Human life through the ages has been marked by horrific trauma and agonizing sorrow, just as it has been punctuated by moments of ecstatic joy.

Coping well would clearly be a selection-worthy trait in such a context.

The authors recommend that grief therapy be "reserved for children and adults with marked and persistent distress following a loss. The longstanding assumption that grief therapy is appropriate for all grievers is no longer tenable."

When grievers screened for high levels of distress receive exposure-based therapy and the opportunity to cognitively process emotional reactions, there is benefit, several recent studies show. Not surprisingly, antidepressant therapy targeted specifically to grievers suffering symptoms of depression seems to be appropriate as well, since it seems to facilitate participation in recovery.

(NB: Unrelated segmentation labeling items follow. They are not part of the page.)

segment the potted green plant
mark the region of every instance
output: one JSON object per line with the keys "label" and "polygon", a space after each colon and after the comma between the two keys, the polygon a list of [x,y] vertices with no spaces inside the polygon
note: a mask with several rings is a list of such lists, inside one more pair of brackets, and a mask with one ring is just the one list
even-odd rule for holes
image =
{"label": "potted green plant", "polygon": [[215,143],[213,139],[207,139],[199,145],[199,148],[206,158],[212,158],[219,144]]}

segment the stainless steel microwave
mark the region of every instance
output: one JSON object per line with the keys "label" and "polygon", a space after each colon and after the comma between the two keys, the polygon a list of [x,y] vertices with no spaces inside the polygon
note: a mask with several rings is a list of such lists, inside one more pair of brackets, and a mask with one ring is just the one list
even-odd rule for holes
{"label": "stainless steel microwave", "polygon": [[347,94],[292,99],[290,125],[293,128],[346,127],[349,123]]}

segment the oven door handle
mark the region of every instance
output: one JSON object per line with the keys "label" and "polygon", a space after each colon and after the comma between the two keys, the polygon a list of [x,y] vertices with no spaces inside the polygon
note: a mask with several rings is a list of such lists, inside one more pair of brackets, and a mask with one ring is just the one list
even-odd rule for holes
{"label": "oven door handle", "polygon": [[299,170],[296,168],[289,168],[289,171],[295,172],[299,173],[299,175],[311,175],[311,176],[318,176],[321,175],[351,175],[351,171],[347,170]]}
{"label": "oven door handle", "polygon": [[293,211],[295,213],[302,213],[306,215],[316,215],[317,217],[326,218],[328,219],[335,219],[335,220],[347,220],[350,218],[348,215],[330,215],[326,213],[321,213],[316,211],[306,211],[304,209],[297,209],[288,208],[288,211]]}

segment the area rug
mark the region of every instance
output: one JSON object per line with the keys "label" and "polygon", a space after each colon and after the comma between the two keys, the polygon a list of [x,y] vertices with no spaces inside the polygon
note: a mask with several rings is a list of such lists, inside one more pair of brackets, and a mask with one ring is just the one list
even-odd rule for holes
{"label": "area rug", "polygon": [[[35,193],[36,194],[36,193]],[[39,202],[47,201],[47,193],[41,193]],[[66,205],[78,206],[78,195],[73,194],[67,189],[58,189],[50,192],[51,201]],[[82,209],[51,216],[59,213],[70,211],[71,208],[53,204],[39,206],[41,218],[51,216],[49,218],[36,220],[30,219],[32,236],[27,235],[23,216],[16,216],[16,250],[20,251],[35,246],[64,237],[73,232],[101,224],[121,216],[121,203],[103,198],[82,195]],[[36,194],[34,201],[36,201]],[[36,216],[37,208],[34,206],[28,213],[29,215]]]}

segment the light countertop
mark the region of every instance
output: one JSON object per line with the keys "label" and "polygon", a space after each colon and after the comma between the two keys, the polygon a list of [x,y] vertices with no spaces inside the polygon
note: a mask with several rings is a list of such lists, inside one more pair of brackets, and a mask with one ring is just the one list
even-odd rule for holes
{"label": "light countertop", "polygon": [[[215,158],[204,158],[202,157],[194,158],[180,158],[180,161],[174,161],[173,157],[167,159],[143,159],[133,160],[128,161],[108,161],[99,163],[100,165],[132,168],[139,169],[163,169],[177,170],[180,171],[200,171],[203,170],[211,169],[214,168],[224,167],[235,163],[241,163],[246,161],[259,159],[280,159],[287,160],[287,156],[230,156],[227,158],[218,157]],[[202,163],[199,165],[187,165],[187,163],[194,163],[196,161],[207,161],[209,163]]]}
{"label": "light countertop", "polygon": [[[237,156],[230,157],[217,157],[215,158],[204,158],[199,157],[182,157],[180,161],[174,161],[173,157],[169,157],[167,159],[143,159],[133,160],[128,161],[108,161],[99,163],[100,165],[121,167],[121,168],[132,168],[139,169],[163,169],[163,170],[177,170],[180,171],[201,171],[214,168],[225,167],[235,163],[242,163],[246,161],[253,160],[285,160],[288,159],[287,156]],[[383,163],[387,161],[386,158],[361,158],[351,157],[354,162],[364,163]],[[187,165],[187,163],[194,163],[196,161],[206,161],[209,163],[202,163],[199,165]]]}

Specific data are not available to guide in the selection of survivors most at risk for complicated grief, but I think judgment is key.

 

 

As a physician, you have seen (and experienced) much grief.

If you detect levels of distress disproportional to the norm, or worry specifically about survivors with pre-existing mental health conditions or a history of many traumas and losses, it would seem reasonable to pay attention and to follow up. Perhaps, like the majority of people coping with loss, they will draw on social supports and inner reserves and heal just fine.

If their distress is extreme and persistent, evidence suggests it would be wise to refer them for psychosocial help in moving on.

Dr. Freed is a psychologist in Santa Barbara, Calif., and a medical journalist.